For variable_cell_methods, (and all the other variable_xyz fields) , these are extracted by looping over all the variables in the files & extracting their attributes.
So, for eg. v variable_cell_methods = [ds['v'].attrs.get("cell_methods", "").
The .get("cell_methods","") means that if no cell methods are found for that variable, an empty string will be used as an empty value - which is where that is coming from. Potentially it would be better to just remove it.
I’m not sure I asked exactly what I was trying to, reading it back. The complication is that I don’t think it’s straightforward to disambiguate based on variable cell methods - imagine the following scenario:
- Imagine we have three files: the first with
v_mean and v_max, the second with v_max and the third with v_mean (this is going to seem a bit contrived, but stay with me).

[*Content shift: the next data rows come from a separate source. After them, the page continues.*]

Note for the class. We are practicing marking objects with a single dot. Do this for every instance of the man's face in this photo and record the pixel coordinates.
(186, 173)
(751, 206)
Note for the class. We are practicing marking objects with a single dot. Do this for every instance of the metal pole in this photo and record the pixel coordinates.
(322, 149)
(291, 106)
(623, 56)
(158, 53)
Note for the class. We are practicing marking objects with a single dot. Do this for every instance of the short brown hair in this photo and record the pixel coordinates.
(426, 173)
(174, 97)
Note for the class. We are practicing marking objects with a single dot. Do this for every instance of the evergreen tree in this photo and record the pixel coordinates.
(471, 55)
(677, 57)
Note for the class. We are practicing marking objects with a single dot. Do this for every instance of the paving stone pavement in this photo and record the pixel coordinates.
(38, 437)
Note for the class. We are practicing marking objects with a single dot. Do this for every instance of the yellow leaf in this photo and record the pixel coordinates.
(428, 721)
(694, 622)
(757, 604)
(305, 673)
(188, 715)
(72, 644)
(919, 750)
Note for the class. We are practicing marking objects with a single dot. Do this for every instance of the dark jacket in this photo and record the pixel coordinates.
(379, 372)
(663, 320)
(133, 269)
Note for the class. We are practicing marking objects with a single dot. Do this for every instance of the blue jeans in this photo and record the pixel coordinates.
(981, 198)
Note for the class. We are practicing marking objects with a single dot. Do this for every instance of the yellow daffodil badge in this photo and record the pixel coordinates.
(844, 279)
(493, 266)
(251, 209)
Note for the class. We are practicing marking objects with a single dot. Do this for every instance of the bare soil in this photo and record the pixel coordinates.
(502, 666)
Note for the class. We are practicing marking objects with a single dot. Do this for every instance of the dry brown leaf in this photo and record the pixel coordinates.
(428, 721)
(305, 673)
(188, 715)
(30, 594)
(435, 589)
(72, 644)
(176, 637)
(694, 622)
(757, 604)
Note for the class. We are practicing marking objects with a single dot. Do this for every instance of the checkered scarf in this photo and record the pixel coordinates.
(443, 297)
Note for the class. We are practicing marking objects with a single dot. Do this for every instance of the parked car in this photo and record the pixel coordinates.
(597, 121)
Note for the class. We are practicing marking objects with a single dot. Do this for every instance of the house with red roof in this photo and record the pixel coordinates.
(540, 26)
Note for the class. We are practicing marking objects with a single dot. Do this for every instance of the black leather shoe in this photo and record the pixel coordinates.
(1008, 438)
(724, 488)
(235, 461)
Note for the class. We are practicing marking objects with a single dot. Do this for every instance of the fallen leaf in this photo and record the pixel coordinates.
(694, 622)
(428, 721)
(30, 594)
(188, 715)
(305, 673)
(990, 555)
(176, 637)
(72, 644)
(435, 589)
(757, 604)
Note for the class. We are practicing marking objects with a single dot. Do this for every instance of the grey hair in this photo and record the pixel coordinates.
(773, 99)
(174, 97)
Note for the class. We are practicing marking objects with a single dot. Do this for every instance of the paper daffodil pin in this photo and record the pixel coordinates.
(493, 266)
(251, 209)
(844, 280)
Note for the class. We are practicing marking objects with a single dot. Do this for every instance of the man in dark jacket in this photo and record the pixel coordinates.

- All are on the same grid.
- File 1 will have
variable_cell_methods = ['time: mean','time: max'] ; file 2 variable_cell_methods = ['time: max']; file 3 variable_cell_methods = ['time': mean'].
In this scenario, if we try to disambiguate on variable_cell_methods - that is, split up what we consider a dataset based on that - we will wind up telling intake-esm that none of these files can be combined.
I think we would actually want to be able to combine 1 & 2 or 1 & 3, but not 2 & 3.
Arguably this is the safest way of handling things, but it might also a become a bit inconvenient. I was looking through the full catalog & I found a bunch of datasets where it looks like cell methods only on differ things like nv and rho2. For eg. an Eulerian velocity field, we probably wouldn’t want to differentiate into datasets based on whether one file contains a maximum on density surfaces and another doesn’t?
I thiiink the behaviour that we want is something like:
- If a specific variable has been searched for (ie.
esm_datastore.search(variable = 'xyz').to_dask()), then make sure that for each file that we open in that dataset, we ensure all the variables in the dataset have compatible cell methods?
Intake-ESM already has some code that handles this sort of stuff & we could extend that - if you search for variable x it will know to only put x (and necessary coordinate variables) into the dataset it returns from to_dask.